Started today: Grace, Fallen from, by Marianne Boruch.
Recently completed: The March, by E.L. Doctorow, and The Sea, by John Banville. Doctorow pulls off the trick of making General Sherman a sympathetic character and does his usual great job of juggling characters, philosophies, points of view. An engaging mosaic. The Sea was my introduction to Banville and I wondered how I missed him before. He's prolific, some 10-12 novels. I loved this book--it teems with sensuality, energy, and obsessiveness.
Upcoming: Banville's The Book of Evidence, and (yes) To the Lighthouse. I don't know why, but reading Banville's fluid excursions into and out of memory and back again made me think of Virginia Woolf, and then I remembered trying to read Jacob's Room as an undergraduate and being baffled. But years later I read A Room of One's Own and found it engaging, and then a few more years later I read Cunningham's The Hours, and I began to understand a little more of where she was coming from. Then I taught "The Mark on the Wall" in American Lit. and thought "Aha!" So now, soon, finally, To the Lighthouse. If that goes well, perhaps Mrs. Dalloway.
The best thing I've read this year, I believe, is The Road by Cormac McCarthy--relentless and grim and beautiful, and soon to be a major motion picture starring Viggo Mortensen. Not far behind is An Arsonist's Guide to Writers' Homes in New England by Brock Clarke--morbidly funny or funnily morbid.
No rhyme, no reason to my reading habits. In the last two years, much more history and fiction, and that's intentional. Less poetry, and that's probably one reason my own writing has--well, I was going to say stalled, but it hasn't really. Writing blurbs about baseball games (for pay) is a different, um, ballgame, but it still counts, doesn't it? Even though it's no Banville.

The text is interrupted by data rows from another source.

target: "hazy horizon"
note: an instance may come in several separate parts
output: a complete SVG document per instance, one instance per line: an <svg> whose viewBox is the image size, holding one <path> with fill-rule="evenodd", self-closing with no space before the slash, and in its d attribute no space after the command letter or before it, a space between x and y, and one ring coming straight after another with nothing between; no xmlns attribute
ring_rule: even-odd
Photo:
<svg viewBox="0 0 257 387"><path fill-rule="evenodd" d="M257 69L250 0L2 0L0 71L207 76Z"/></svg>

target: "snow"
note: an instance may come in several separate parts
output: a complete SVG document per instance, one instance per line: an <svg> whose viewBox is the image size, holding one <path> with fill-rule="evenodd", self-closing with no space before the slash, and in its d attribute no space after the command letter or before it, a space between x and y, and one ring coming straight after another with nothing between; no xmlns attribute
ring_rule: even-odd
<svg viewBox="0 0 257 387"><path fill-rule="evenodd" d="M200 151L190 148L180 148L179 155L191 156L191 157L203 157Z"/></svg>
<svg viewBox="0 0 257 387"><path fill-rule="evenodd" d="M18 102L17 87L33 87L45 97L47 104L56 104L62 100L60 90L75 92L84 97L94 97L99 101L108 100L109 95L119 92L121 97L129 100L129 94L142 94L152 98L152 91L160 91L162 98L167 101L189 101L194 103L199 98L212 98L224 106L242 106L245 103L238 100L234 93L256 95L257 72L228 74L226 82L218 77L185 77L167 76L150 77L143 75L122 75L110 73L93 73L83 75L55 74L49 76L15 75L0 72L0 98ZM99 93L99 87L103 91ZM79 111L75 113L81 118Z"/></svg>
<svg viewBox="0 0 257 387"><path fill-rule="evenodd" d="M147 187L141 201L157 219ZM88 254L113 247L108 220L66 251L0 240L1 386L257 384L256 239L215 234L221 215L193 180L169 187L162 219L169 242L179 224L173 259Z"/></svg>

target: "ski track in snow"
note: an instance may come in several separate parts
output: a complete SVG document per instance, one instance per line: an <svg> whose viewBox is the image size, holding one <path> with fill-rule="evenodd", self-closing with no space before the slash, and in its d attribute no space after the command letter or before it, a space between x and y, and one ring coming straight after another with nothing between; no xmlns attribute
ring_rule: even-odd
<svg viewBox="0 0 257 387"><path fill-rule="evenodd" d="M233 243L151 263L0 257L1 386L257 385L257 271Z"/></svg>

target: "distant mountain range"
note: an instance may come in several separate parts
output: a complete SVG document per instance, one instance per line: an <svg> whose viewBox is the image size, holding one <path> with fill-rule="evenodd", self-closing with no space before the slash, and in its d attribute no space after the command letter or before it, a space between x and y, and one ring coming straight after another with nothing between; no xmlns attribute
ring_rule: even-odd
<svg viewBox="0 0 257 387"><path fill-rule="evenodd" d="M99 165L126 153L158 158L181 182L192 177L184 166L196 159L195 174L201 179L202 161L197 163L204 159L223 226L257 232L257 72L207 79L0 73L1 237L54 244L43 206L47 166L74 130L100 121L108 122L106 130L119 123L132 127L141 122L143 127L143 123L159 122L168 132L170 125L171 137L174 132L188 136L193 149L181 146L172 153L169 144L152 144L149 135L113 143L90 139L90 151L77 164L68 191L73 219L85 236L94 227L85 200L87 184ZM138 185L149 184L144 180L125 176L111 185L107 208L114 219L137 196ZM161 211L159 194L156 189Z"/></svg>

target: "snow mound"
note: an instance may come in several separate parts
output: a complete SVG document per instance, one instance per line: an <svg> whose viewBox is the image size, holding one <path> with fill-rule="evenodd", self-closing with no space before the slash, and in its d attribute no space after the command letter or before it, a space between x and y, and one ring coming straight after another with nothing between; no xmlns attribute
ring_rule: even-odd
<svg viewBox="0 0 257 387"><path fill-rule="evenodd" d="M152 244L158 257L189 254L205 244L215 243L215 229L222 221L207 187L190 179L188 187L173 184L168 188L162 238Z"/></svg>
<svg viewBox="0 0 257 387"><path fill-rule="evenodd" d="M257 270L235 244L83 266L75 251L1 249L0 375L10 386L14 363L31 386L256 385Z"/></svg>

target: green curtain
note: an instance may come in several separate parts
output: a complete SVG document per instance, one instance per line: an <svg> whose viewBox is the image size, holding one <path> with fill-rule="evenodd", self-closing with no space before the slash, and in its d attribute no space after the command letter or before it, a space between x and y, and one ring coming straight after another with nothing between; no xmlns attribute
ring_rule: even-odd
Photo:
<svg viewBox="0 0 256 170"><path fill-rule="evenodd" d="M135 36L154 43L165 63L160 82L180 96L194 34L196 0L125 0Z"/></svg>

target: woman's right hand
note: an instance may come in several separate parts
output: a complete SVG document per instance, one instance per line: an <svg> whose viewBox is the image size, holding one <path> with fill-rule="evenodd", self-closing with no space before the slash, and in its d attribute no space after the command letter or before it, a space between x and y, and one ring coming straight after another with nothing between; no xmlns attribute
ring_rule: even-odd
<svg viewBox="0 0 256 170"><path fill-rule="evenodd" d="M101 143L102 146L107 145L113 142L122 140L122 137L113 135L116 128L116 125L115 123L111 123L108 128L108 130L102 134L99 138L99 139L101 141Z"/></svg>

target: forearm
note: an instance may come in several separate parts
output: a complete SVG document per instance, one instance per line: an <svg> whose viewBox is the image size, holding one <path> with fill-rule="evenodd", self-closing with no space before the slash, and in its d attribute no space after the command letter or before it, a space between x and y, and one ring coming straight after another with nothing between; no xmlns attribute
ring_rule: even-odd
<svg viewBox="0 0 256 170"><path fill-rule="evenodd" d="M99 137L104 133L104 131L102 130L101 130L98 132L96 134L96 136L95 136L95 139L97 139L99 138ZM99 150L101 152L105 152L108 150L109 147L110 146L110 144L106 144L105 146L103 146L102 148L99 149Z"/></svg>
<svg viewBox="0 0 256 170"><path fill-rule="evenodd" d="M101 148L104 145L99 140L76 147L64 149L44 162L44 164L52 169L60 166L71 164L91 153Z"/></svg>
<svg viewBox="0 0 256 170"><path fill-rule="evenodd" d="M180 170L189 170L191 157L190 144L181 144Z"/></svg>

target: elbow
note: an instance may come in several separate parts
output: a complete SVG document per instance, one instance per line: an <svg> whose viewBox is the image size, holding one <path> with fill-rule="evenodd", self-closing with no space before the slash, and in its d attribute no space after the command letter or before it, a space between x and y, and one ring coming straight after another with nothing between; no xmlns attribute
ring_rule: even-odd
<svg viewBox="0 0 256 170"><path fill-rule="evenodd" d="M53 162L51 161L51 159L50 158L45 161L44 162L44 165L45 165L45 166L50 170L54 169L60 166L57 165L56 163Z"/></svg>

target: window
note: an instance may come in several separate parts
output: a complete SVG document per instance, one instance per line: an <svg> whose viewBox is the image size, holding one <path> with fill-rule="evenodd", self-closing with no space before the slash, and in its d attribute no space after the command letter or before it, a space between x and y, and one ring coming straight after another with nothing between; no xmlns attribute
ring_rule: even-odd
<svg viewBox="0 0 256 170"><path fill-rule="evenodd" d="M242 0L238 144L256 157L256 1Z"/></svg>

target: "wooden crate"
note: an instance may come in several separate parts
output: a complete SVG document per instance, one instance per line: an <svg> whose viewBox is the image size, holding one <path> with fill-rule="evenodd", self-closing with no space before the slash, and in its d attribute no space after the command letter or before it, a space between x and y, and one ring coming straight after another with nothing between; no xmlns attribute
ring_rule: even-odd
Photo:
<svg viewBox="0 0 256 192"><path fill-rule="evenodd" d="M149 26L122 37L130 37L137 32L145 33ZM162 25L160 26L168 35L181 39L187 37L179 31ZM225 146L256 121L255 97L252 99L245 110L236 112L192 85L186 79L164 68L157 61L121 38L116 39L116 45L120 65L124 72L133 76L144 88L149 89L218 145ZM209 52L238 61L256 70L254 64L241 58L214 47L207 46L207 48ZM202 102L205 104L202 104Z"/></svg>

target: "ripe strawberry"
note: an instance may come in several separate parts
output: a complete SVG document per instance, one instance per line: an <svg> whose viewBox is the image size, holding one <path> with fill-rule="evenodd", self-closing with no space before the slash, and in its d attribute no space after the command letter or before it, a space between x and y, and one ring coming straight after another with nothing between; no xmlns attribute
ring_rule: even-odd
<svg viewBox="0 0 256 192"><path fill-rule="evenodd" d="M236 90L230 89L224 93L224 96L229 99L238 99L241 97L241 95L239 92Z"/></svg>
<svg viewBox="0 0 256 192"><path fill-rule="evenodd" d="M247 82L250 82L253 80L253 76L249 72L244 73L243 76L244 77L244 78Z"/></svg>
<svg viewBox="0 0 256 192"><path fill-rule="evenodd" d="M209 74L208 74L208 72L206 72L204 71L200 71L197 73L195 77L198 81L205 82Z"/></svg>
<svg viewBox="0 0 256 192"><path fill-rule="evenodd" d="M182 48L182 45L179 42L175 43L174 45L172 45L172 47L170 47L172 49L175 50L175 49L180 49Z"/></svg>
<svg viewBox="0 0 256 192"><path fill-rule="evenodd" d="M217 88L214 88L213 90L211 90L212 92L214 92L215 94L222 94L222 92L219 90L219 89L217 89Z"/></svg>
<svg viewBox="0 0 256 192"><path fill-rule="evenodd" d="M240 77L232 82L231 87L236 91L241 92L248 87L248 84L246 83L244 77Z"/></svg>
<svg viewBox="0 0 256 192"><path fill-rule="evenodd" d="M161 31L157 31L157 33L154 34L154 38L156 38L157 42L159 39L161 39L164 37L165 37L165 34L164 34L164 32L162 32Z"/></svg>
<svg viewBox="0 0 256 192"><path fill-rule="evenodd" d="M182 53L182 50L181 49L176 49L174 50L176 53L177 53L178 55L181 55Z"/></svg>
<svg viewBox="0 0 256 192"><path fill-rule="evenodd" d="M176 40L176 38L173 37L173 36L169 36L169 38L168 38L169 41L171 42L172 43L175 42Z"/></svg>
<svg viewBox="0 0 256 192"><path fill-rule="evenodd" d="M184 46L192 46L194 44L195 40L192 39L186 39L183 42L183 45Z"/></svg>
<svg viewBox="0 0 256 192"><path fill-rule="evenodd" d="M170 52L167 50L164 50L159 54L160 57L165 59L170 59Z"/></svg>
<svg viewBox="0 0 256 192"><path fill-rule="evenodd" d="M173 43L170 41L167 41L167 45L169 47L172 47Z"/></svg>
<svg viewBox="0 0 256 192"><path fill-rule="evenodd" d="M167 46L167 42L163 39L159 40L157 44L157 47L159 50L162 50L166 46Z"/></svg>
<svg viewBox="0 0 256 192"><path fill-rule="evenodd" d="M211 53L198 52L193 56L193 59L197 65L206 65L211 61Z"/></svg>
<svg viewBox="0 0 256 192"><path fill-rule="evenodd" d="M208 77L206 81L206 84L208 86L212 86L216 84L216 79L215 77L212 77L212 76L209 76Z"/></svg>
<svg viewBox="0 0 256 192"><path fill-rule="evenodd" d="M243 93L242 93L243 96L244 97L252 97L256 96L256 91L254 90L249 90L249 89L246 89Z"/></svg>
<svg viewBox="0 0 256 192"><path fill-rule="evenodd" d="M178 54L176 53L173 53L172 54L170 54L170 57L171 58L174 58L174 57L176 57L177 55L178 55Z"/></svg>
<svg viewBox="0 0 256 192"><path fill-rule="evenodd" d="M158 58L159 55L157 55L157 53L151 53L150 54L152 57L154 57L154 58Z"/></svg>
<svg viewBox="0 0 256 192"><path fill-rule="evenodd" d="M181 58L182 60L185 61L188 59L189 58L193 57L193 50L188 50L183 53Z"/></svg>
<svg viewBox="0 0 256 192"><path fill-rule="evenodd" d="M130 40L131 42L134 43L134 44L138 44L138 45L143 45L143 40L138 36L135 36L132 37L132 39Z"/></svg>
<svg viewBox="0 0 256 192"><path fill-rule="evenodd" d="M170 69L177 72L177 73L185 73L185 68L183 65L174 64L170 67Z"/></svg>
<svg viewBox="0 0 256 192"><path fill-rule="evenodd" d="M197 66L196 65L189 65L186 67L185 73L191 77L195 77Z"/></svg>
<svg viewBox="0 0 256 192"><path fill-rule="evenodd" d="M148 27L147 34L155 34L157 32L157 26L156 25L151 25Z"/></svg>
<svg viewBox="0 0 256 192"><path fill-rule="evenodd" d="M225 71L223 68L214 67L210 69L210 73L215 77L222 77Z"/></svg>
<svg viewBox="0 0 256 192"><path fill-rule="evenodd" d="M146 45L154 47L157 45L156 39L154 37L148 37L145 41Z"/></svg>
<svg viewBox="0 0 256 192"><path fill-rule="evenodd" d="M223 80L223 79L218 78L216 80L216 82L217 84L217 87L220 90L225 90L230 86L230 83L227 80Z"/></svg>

Reading that will never be, at least for a while, despite my wishes for it to be so: Ulysses, Moby Dick (started twice, never finished), The Scarlet Letter, The Autobiography of Malcolm X, The Amazing Adventures of Kavalier and Clay. I could go on.
3 comments:
Don't feel bad, Southern Man. I was envied/admired by my fellow M.A. peers for managing to pass ALL my exams and defenses...without having ready Moby Dick. And my concentration was American Lit. :-P However, I do plan to read it. When I'm deathly bored and in the hospital with a knee replacement at age 82 or something.
I've tried to read Woolf so many times, and failed. But maybe there's hope.
And why is my word verification FXUPUFU? "Fucks up you fu?"
Oh, sorry, that was "without having read." Damn, I'm getting as bad as my students. [sigh]
And I do still want to read the book on Lincoln. I heard an interview with the author on NPR and decided it'd be a great read.
*So* many gaps in my reading: the abovesaid, plus, let's see, Tom Sawyer, and more Shakespeare than I care to admit. I never read Hamlet until I was prepping for my comps.
But in high school I read nearly all of Michener's Hawaii for a book report--voluntarily. Some 900 pages, that one. And there was a time in middle school when I read nothing but sports biographies. Ask me anything you want about Billy Martin.
The Lincoln book is worth the time. The dude presses his point too hard sometimes, but it's a good point.